Talk:Complex Numbers cannot be Ordered Compatibly with Ring Structure
I think I added many details instead of drastically changing the framework of the proof... --kc_kennylau (talk) 06:09, 11 December 2016 (EST)
- Difficult to tell. The first proof is more readable and can be followed easily. The structure and direction of the new one are unclear. --prime mover (talk) 06:20, 11 December 2016 (EST)
- The problem is that the first statement of this proof is not yet demonstrated. In fact it is a combination of the antisymmetry of ordering and compatibility with addition. --kc_kennylau (talk) 06:22, 11 December 2016 (EST)
- Okay, I'll see what I can do to keep us all happy -- leave it with me, and we can take this forward when I've had a play with it, yeah? --prime mover (talk) 06:53, 11 December 2016 (EST)

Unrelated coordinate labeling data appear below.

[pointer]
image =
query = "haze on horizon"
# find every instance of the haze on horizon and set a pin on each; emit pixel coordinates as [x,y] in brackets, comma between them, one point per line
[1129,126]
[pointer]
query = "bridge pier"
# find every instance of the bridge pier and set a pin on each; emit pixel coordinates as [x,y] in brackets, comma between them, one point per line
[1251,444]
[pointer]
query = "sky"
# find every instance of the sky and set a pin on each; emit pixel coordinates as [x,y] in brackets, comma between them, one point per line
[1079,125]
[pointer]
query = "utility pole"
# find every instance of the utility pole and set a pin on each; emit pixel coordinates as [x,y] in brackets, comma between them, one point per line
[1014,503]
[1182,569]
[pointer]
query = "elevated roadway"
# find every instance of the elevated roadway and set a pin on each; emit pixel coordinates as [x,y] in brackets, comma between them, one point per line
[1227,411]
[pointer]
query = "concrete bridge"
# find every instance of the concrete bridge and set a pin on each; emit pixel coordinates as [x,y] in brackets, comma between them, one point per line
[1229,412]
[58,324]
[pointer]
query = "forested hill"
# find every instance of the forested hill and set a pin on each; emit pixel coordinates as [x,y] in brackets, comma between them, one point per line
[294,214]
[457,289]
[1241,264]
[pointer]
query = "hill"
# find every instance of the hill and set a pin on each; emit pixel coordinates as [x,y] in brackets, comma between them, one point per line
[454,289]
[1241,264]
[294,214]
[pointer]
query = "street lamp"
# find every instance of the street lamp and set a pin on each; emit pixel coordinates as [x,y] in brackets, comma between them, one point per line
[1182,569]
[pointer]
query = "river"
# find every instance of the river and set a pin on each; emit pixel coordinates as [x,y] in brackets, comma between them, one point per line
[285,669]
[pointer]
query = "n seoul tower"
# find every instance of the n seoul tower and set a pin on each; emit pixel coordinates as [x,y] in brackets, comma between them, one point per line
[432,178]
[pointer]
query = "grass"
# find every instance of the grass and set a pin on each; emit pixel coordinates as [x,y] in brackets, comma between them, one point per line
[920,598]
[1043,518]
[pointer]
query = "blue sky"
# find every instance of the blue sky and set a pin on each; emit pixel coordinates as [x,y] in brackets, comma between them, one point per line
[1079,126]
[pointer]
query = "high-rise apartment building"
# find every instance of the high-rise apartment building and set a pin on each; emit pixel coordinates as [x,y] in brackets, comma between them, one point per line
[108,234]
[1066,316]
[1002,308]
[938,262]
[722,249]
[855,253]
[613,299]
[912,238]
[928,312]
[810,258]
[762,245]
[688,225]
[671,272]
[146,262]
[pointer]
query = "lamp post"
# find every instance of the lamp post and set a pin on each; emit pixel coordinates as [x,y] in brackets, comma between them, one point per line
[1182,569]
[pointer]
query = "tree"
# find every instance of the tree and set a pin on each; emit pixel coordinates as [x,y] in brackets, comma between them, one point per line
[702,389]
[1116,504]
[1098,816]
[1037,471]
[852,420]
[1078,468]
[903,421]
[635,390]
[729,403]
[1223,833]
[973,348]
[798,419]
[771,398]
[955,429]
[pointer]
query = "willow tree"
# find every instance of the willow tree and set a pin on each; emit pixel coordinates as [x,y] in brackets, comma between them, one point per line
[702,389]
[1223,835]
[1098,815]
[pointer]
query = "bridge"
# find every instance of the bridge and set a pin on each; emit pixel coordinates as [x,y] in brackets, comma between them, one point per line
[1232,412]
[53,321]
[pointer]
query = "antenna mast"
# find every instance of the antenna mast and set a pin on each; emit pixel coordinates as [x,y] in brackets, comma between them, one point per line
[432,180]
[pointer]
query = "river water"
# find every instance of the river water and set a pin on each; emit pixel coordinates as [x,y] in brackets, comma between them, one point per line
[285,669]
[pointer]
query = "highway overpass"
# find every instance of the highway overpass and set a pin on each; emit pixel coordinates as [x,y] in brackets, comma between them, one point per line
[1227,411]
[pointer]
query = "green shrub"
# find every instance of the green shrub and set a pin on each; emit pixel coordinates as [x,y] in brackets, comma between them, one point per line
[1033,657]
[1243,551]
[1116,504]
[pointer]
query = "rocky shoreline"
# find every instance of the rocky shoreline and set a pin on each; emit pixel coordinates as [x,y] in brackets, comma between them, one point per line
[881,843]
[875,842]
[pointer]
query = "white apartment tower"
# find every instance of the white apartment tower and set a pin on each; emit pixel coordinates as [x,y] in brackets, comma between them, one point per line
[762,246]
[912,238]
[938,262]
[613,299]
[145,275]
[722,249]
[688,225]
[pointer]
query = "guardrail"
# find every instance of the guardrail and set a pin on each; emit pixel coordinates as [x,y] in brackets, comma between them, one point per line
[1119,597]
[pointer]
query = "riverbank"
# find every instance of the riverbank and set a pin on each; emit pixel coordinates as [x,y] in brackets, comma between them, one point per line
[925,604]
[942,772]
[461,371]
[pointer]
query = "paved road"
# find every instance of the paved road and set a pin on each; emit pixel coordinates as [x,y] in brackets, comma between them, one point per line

I will say this though: pasting this up as a Featured Proof was a bit premature if it was of such poor quality in the first place. The accepted form is to offer it up as a POTW candidate, and give other contributors a chance to discuss it. I would not have made it POTW myself, but since the suggestion was made 16 microseconds before putting it live, the chance to discuss it was limited. --prime mover (talk) 06:57, 11 December 2016 (EST)
- Sorry about that. I didn't realize that there was a probem. It was a PotW Candidate for 4 years, though. It's been a long time since the POTW was changed, so I picked one from the existing candidates that has been a candidate for a long time, without realizing that the proof could have been improved. --GFauxPas (talk) 07:09, 11 December 2016 (EST)

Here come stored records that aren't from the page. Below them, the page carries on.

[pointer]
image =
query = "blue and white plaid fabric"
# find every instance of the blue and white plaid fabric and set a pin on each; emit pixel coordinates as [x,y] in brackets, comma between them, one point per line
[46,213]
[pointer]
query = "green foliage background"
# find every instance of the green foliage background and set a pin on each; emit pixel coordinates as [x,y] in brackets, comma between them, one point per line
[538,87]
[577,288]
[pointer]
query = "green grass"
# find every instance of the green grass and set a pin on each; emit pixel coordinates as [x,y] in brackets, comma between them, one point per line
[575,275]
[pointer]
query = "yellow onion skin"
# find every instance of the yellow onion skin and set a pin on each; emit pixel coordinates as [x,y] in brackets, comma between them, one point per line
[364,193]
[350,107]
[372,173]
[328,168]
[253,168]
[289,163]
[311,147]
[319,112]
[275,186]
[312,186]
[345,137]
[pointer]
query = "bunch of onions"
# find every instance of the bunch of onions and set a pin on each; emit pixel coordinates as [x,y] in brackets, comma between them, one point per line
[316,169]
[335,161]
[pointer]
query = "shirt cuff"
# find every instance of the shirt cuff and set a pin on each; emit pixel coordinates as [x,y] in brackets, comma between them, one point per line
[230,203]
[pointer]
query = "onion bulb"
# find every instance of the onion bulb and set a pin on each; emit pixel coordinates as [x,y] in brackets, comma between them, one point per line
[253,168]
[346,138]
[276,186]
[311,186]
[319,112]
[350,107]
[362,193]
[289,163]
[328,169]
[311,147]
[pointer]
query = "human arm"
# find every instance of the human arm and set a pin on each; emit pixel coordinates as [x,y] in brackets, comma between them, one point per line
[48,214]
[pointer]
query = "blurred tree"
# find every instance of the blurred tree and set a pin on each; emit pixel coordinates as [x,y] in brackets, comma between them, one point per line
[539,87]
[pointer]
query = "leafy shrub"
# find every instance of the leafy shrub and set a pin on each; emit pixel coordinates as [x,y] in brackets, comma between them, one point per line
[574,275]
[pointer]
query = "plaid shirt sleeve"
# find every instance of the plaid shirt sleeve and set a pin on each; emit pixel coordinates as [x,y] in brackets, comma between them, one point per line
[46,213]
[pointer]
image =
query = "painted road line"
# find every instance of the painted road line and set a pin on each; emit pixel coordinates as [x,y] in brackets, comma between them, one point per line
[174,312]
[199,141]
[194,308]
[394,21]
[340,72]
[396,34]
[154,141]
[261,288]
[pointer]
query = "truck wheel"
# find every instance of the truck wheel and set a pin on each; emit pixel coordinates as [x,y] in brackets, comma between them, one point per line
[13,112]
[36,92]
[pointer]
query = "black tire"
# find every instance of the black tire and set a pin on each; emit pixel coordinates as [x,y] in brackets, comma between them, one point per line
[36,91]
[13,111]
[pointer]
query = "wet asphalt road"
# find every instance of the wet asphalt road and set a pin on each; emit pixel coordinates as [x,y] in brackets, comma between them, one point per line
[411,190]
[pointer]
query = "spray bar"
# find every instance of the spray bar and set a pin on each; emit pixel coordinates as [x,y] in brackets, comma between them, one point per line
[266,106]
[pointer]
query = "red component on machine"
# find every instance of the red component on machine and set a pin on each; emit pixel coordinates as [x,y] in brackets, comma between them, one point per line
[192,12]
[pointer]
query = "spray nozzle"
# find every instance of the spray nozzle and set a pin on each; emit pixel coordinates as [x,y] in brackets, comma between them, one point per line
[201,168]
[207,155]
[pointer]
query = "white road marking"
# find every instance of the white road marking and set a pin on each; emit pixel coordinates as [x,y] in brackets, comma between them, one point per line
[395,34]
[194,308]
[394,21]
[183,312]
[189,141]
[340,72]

- Was it? Silly me, I thought it had just been made a candidate. I apologise, I should have been wearing a head for a change.
- Anyway, how about this? --prime mover (talk) 07:16, 11 December 2016 (EST)

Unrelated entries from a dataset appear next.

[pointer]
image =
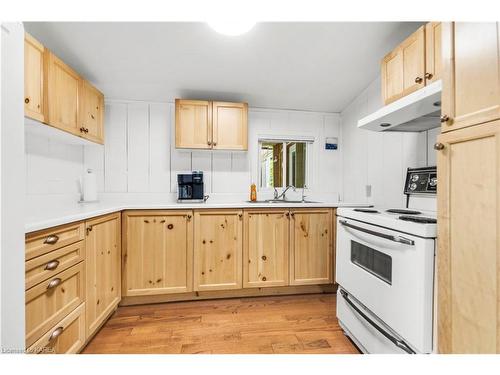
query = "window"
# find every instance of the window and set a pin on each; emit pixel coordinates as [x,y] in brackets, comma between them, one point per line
[283,163]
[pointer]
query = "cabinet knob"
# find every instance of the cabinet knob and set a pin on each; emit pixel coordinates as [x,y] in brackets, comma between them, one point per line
[438,146]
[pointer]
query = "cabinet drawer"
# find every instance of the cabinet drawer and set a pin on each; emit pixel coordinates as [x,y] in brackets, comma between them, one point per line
[66,337]
[42,242]
[45,266]
[50,301]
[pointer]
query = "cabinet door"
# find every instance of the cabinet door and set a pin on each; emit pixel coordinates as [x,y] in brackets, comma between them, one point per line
[193,124]
[413,53]
[392,76]
[157,252]
[63,93]
[34,105]
[91,112]
[468,253]
[218,246]
[311,247]
[103,269]
[471,74]
[230,126]
[433,54]
[265,248]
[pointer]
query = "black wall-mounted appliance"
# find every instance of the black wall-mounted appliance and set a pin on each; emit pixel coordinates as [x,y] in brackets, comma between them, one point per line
[190,187]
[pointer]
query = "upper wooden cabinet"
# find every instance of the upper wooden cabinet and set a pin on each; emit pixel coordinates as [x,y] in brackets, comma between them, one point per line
[91,112]
[311,247]
[103,269]
[34,79]
[63,95]
[415,63]
[218,246]
[471,78]
[157,252]
[265,248]
[201,124]
[56,95]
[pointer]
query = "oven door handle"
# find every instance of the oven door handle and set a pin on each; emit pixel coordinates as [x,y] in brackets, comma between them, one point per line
[399,343]
[399,239]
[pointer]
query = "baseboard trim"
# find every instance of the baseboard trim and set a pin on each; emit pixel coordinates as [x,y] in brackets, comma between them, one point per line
[238,293]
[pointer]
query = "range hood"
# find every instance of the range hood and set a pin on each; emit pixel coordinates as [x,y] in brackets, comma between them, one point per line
[415,112]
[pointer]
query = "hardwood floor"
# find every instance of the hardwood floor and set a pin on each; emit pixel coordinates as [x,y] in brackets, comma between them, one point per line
[285,324]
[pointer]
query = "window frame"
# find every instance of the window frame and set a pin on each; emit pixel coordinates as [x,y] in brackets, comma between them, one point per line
[309,141]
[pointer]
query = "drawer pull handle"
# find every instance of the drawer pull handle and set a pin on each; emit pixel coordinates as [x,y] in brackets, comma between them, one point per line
[57,332]
[52,239]
[53,283]
[52,265]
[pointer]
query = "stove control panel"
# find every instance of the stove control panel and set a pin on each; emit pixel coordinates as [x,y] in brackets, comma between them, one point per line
[421,181]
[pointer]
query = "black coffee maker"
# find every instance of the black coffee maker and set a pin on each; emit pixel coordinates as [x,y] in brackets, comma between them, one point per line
[190,187]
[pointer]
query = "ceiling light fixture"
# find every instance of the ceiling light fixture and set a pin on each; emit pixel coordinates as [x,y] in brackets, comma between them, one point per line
[231,28]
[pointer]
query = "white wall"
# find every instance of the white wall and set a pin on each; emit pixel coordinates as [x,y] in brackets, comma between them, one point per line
[139,155]
[12,188]
[378,160]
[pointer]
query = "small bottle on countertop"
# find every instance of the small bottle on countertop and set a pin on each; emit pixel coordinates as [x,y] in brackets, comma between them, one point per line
[253,193]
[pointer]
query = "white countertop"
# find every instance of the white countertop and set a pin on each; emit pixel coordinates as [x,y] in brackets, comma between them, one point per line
[63,213]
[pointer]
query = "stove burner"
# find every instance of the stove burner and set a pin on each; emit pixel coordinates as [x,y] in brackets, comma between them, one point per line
[403,211]
[367,210]
[419,219]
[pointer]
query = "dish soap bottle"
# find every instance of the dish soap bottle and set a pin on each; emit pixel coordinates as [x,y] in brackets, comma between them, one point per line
[253,193]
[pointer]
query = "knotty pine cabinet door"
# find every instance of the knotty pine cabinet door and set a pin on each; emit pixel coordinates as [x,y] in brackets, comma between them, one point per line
[468,255]
[103,269]
[34,79]
[265,248]
[218,247]
[157,252]
[63,95]
[311,246]
[471,74]
[230,130]
[193,124]
[91,113]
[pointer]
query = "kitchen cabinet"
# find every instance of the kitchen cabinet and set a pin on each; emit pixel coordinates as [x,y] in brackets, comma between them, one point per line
[157,252]
[201,124]
[218,247]
[103,269]
[471,78]
[265,248]
[63,95]
[34,79]
[91,113]
[311,246]
[468,256]
[433,52]
[230,131]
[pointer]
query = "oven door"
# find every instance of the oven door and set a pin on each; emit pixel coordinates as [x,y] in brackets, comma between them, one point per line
[391,274]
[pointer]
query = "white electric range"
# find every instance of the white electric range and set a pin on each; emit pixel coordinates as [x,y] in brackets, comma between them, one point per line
[385,270]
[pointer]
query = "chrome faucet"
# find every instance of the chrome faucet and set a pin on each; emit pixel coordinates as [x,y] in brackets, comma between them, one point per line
[282,195]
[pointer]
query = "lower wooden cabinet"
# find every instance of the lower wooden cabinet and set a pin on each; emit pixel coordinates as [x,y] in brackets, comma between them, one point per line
[311,246]
[66,337]
[265,249]
[218,246]
[103,269]
[468,256]
[157,252]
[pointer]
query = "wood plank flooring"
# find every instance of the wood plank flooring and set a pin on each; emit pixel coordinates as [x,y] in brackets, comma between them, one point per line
[257,325]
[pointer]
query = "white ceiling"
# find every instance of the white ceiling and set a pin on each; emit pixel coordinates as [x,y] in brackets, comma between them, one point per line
[306,66]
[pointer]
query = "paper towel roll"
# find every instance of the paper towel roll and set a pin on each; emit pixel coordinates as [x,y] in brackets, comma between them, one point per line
[89,186]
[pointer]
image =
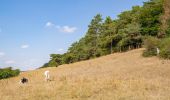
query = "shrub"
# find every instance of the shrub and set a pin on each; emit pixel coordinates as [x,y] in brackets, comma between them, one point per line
[150,43]
[8,72]
[165,48]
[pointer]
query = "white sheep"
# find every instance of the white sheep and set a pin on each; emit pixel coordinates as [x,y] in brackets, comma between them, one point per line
[47,75]
[157,51]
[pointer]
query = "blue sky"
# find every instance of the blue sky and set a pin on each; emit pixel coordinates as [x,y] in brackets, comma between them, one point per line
[30,30]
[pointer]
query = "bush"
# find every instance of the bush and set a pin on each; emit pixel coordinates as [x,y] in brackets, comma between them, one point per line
[8,72]
[165,48]
[150,43]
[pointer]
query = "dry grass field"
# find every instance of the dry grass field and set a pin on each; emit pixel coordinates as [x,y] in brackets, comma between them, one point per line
[120,76]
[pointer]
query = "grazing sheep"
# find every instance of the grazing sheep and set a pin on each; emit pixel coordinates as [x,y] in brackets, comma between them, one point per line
[47,75]
[157,51]
[24,80]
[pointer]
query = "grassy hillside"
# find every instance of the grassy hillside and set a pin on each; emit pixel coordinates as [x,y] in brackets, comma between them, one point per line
[120,76]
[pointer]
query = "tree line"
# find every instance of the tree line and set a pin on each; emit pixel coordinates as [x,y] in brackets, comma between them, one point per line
[132,29]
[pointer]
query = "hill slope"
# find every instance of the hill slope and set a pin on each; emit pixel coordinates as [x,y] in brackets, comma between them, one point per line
[120,76]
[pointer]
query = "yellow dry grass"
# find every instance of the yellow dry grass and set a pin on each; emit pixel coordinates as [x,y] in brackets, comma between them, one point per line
[120,76]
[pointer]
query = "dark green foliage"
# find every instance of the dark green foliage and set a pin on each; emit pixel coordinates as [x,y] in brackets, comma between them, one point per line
[150,43]
[108,36]
[165,48]
[150,17]
[8,72]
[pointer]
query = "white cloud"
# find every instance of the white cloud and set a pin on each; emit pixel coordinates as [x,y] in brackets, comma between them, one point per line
[24,46]
[2,54]
[49,24]
[64,29]
[60,50]
[68,29]
[10,62]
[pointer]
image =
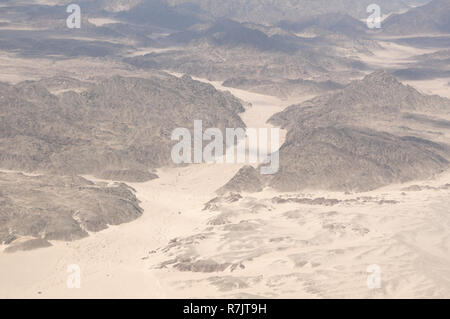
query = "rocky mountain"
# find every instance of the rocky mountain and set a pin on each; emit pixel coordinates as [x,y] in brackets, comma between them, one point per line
[118,128]
[225,32]
[329,22]
[361,138]
[66,208]
[274,11]
[431,18]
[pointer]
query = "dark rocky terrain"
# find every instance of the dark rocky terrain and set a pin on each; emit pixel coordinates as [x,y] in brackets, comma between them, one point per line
[374,132]
[67,208]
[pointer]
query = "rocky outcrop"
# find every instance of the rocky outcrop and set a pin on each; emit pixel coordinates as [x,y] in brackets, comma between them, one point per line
[60,208]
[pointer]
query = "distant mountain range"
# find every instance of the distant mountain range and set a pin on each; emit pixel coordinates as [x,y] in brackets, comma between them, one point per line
[117,128]
[372,133]
[428,19]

- The logic behind the two proofs is the same. --kc_kennylau (talk) 07:29, 11 December 2016 (EST)
- How about this? Instead of saying "$0 \prec z \lor 0 \prec -z$, but not both", say "$0 \prec z \lor z \prec 0$, but not both".
- The first proof shows that $0 \prec 1$ and $0 \prec -1$, contradicting the initial statement (a one-step process), and no more need be said. The contradiction has been demonstrated and the proof is complete.
- The second proof takes two steps: once to prove $0 \preceq -1$ and the second to prove that $1 = 0$. Completely different. --prime mover (talk) 08:12, 11 December 2016 (EST)
- I have added some more detail to $(1)$, so as to emphasise the specific result and the specific statement that leads to its own contradiction. --prime mover (talk) 08:21, 11 December 2016 (EST)
- You will find that they are the same once you try to justify hypothesis $(1)$. --kc_kennylau (talk) 08:24, 11 December 2016 (EST)
- No. We have specified that $\preceq$ is an ordering. Definition of an ordering: $a \preceq b \land b \preceq a \implies a = b$. A strict ordering is defined as $a \prec b \iff a \preceq b \land a \ne b$. Thus $(1)$. We do not need to wade through all that on this page. If you feel the need, link to whatever existing proofs already exist in order theory to justify the statement of $(1)$. --prime mover (talk) 08:31, 11 December 2016 (EST)
I linked to a result I made. This, I feel, keeps pm's proof the same but also alleviates kc's concerns. I'll leave it up to you guys to decide if kc's proof is worth keeping, because as far as I am aware he only made his proof to address the equivalence between what is now called condition $(1)$ and condition $(1')$. --GFauxPas (talk) 09:36, 11 December 2016 (EST)
- Yes, this is what I was taking for granted as a result: Properties of Ordered Ring. Still needs completing and restructuring. --prime mover (talk) 10:35, 11 December 2016 (EST)
- But both are valid proofs, and both should stay. --prime mover (talk) 11:01, 11 December 2016 (EST)